Reputation Management

Another way to counteract negative reviews is to ask for positive ones. Flammer thinks remodelers should stop being shy and regularly ask happy customers to provide positive reviews. Remodelers should make it easy; they could include a link directly to an online review site within an electronic communication or invoice, for example. “We have happy customers but it isn’t a priority to ask them for reviews,” she says. “Establish a plan for asking for positive reviews because it will greatly help mitigate the bad.”

Flammer is adamantly against creating fake email accounts and posting your own positive online reviews. “You must be transparent and ethical, even if the negative reviewer isn’t,” she says.

Controlling Search Results

If you have a particularly unhappy customer, negative reviews can get out of hand quickly. Flammer has seen homeowners launch smear campaigns through blogs and websites with addresses like www.[insert name of remodeler]sucks.com. “The building industry is weird; people get mad over such little things,” she says. “One of the builders we worked with offered to buy the house back from the unhappy customer, but he didn’t want to sell it; he wasn’t unhappy with his house. The unfortunate reality is there are some crazy people out there.”

There are ways to control your search results so when someone uses a search engine to locate your company, page one is completely clear of negative activity. “By launching a series of sites, like a Facebook page, Twitter, adding your own Wordpress blog, making sure your website is highly optimized, creating a ‘name of your business reviews site’ and putting it on Blogger.com and adding two or three happy customer reviews per month, you can start to populate your own search results,” Flammer says. “When my firm helps a remodeler with online reputation management, we can’t make the unhappy person’s negative website go away, but we can push it far enough on the search results that it lessens the chance that a prospect or new customer is going to find it.”

Flammer says an online reputation management campaign can become a full-time job and may require hiring a staff person or a firm that specializes in reputation management. “Oftentimes, ‘unhappy Joe’ is posting daily or weekly, and it does become a full-time job when it’s a campaign of that level,” Flammer adds. “It involves checking the sites daily, posting new content and focusing on search-engine optimization.”

Normandy Remodeling handles its online reputation management in-house and has found that its social media presence has resulted in work for the firm. “Being proactive online is important because it’s really driving credibility, search-engine optimization and it’s getting us jobs,” Wells says. “We just sold a kitchen in Oak Park, Ill., in which the client found us through a Facebook connection in Pennsylvania. Social media channels help us push out good, solid information to the public, like tips, photos and advice.
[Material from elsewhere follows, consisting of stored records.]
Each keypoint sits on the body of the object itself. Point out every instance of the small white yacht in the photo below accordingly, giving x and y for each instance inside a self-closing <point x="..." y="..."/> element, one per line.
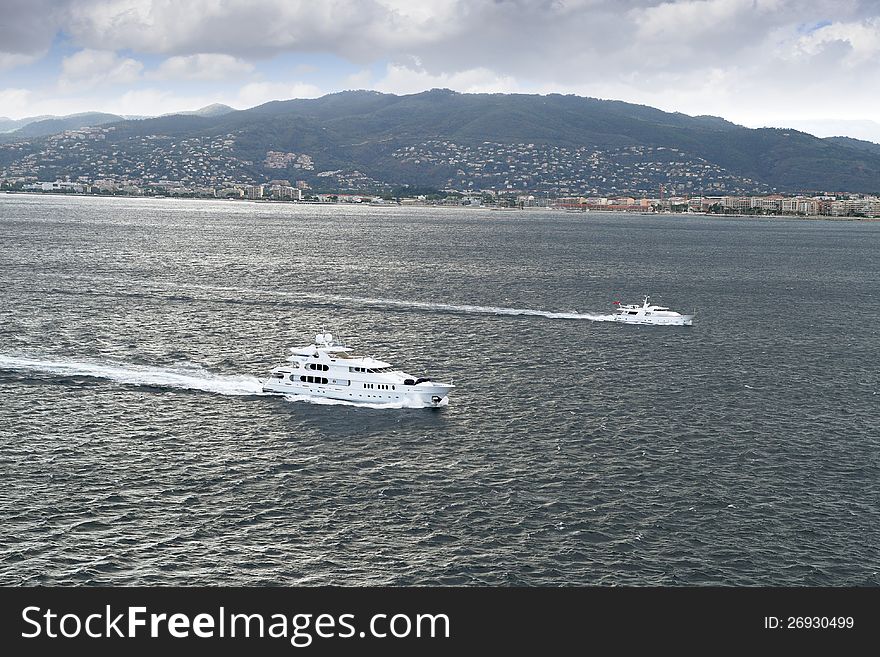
<point x="330" y="370"/>
<point x="649" y="314"/>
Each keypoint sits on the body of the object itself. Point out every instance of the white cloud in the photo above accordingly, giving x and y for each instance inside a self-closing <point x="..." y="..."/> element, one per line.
<point x="15" y="102"/>
<point x="860" y="40"/>
<point x="90" y="68"/>
<point x="747" y="60"/>
<point x="401" y="79"/>
<point x="203" y="66"/>
<point x="257" y="93"/>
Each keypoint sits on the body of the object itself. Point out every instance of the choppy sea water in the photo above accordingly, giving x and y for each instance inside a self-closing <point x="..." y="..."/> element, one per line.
<point x="136" y="447"/>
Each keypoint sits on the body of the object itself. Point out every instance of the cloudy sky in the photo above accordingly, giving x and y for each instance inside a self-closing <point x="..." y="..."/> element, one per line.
<point x="808" y="64"/>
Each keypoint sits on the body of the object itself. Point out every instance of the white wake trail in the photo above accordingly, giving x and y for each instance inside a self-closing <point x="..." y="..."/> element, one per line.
<point x="189" y="377"/>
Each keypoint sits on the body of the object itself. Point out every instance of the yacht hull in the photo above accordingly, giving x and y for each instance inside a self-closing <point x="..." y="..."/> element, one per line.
<point x="683" y="320"/>
<point x="420" y="395"/>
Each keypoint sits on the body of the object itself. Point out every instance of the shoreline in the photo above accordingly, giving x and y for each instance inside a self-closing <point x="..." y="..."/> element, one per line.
<point x="451" y="206"/>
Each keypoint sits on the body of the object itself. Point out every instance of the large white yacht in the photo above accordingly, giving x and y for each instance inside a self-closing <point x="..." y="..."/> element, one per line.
<point x="329" y="370"/>
<point x="649" y="314"/>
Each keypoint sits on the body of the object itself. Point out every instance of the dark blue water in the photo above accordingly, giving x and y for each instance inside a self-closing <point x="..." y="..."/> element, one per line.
<point x="135" y="450"/>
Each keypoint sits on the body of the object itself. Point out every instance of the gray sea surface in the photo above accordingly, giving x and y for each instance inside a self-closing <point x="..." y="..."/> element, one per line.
<point x="137" y="449"/>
This keeps Normandy Remodeling top of mind when someone in our network needs remodeling or one of their friends’ friends needs work.”

Avoiding Fear

After discussing her experience with other contractors and subcontractors in her area, Jane Smith has learned she is not the only one who has encountered an online smear campaign with little or no warning. She fears consumers are using the threat of posting negative reviews to avoid paying for home-improvement work. “In Arizona, the last four years have been more than a recession for contractors, especially small contractors. It has been very painful,” she says. “When you see a trend developing where there are unscrupulous clients who are picking on contractors when they’re down, anything we can do as a group to protect ourselves is important.”

According to Flammer, the best way for remodelers to protect themselves is to ensure clients are happy by establishing a feedback system during and after construction, creating a social media presence and asking for positive reviews from happy clients. When a negative review appears, remodelers should provide a thoughtful response that will help Web users recognize they care about their customers and want to assuage their grievances.

Even Jane can attest that most discerning people will recognize an unstable reviewer when they read his or her review. Her experience actually generated more business from the unhappy customer’s homeowners association. “The association has apologized for him and said they value the work we’ve done in the neighborhood,” she says. “I think it’s their way of saying this isn’t going to hurt our relationship.”